SS7 Attack
An exploitation of decades-old telephone network signalling protocols to redirect calls and SMS messages, enabling location tracking and two-factor code interception.
Also known as: SS7 exploit, signalling system 7 hack, SS7 interception, SS7 vulnerability
Last reviewed: 10 June 2026
Signalling System 7 (SS7) is the protocol suite that phone networks worldwide use to route calls and texts across carriers. Designed in the 1970s, SS7 was built for a closed network of trusted operators and has almost no authentication. Anyone with access to the SS7 network — a telco insider, a rogue operator, or an attacker who has obtained gateway access — can send messages to any number: redirecting calls to another line, intercepting SMS messages in transit, or querying the location of a device to within a few hundred metres.
SS7 attacks against SMS-based two-factor authentication have been publicly documented in attacks on banking apps and cryptocurrency accounts.

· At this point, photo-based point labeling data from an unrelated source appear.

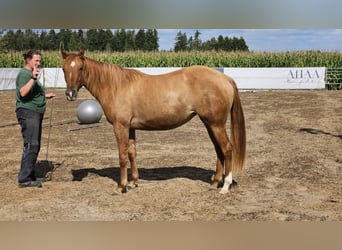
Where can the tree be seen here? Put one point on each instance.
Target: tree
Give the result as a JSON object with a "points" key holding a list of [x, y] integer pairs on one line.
{"points": [[151, 40], [140, 40], [181, 42]]}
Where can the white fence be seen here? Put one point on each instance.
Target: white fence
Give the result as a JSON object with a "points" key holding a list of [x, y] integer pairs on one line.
{"points": [[246, 78]]}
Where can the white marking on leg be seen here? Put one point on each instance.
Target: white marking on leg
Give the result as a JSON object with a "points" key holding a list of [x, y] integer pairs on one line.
{"points": [[228, 180]]}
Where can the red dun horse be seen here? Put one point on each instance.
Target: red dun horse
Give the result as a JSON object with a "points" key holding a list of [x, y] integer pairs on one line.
{"points": [[133, 100]]}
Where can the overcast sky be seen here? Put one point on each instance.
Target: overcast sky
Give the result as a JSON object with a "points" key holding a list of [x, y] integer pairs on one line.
{"points": [[265, 39]]}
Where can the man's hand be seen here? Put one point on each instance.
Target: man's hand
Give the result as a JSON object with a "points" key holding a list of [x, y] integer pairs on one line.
{"points": [[50, 95]]}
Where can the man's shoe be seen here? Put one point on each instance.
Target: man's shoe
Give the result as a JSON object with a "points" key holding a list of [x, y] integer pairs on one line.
{"points": [[35, 183]]}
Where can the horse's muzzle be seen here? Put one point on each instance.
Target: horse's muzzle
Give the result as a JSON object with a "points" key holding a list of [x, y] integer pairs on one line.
{"points": [[71, 95]]}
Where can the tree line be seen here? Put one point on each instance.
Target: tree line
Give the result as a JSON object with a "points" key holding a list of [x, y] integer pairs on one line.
{"points": [[108, 40], [194, 43]]}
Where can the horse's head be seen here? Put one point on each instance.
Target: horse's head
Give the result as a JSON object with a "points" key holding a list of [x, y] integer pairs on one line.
{"points": [[72, 68]]}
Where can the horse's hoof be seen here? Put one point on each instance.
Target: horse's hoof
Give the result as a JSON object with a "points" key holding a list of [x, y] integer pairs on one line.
{"points": [[120, 190], [224, 191], [132, 185]]}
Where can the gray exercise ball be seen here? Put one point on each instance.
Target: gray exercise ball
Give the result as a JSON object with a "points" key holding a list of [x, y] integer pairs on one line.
{"points": [[89, 111]]}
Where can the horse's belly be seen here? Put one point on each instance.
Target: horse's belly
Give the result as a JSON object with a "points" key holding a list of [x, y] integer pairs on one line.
{"points": [[161, 121]]}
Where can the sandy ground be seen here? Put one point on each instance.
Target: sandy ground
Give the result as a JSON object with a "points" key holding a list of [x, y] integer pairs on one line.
{"points": [[293, 170]]}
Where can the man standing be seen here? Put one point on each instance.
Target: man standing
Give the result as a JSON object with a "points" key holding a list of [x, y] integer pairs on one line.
{"points": [[30, 109]]}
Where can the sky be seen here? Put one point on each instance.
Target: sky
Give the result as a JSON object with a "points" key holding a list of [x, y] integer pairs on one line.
{"points": [[272, 40]]}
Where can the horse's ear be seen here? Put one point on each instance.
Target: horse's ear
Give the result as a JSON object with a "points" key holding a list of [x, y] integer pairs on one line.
{"points": [[64, 54], [81, 53]]}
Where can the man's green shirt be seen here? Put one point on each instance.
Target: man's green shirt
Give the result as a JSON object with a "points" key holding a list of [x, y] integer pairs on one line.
{"points": [[35, 99]]}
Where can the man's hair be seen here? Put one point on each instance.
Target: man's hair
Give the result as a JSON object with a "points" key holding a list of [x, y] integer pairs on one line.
{"points": [[29, 54]]}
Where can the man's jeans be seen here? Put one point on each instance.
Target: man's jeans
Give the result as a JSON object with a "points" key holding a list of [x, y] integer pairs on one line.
{"points": [[31, 129]]}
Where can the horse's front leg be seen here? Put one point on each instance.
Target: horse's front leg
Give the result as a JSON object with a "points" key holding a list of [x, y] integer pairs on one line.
{"points": [[122, 137], [132, 155]]}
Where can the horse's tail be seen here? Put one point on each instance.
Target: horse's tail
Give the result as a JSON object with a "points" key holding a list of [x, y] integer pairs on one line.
{"points": [[238, 132]]}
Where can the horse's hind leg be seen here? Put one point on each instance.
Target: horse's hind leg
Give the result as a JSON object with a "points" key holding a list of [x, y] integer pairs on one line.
{"points": [[223, 147], [132, 154]]}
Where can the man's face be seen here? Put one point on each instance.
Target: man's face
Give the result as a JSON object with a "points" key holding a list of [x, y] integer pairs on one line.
{"points": [[34, 62]]}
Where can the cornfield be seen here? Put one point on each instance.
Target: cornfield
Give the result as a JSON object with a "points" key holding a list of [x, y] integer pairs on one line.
{"points": [[331, 60]]}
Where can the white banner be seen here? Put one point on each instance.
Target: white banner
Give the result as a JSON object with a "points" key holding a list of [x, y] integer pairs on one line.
{"points": [[278, 78], [245, 78]]}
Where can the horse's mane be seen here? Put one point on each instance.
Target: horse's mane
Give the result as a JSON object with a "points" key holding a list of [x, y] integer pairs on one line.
{"points": [[100, 74]]}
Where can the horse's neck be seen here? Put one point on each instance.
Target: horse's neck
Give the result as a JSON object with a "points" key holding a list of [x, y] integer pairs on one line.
{"points": [[100, 77]]}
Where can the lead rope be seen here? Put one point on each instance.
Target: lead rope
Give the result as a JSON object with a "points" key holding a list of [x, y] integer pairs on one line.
{"points": [[49, 174]]}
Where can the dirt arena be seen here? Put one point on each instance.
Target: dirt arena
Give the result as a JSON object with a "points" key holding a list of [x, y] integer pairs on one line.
{"points": [[293, 170]]}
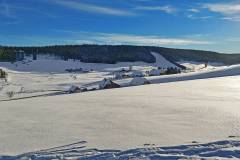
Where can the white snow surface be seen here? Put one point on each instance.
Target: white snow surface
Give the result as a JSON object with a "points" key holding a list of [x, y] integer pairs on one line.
{"points": [[57, 65], [162, 114]]}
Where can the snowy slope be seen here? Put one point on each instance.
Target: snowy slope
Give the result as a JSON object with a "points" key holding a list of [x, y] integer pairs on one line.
{"points": [[161, 114], [57, 65]]}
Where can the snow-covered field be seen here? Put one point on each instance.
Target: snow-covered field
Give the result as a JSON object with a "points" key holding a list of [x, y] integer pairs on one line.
{"points": [[196, 108], [160, 114]]}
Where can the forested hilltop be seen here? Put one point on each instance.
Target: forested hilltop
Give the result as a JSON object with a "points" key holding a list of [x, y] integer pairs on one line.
{"points": [[118, 53]]}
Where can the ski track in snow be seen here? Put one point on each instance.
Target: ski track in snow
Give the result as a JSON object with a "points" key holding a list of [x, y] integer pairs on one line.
{"points": [[228, 149]]}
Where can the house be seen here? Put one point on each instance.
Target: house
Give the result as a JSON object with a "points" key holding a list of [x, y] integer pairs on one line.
{"points": [[155, 72], [137, 74], [118, 75], [74, 89], [139, 81], [107, 84]]}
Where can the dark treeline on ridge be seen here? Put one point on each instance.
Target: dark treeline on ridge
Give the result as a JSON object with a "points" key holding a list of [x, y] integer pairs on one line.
{"points": [[119, 53]]}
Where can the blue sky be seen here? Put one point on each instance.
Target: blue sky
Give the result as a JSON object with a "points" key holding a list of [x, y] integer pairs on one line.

An attacker who has already compromised a victim's username and password can intercept the OTP sent by SMS, completing a full account takeover without any interaction from the victim. Nation-state intelligence services routinely exploit SS7 for surveillance, and criminal operations have rented SS7 access through underground markets.
The long-term mitigation is phasing out SS7 in favour of the newer Diameter and 5G core protocols, which have authentication built in. For consumers, the immediate protection is abandoning SMS-based two-factor authentication for high-value accounts in favour of authenticator apps or hardware keys, which are immune to SS7 interception.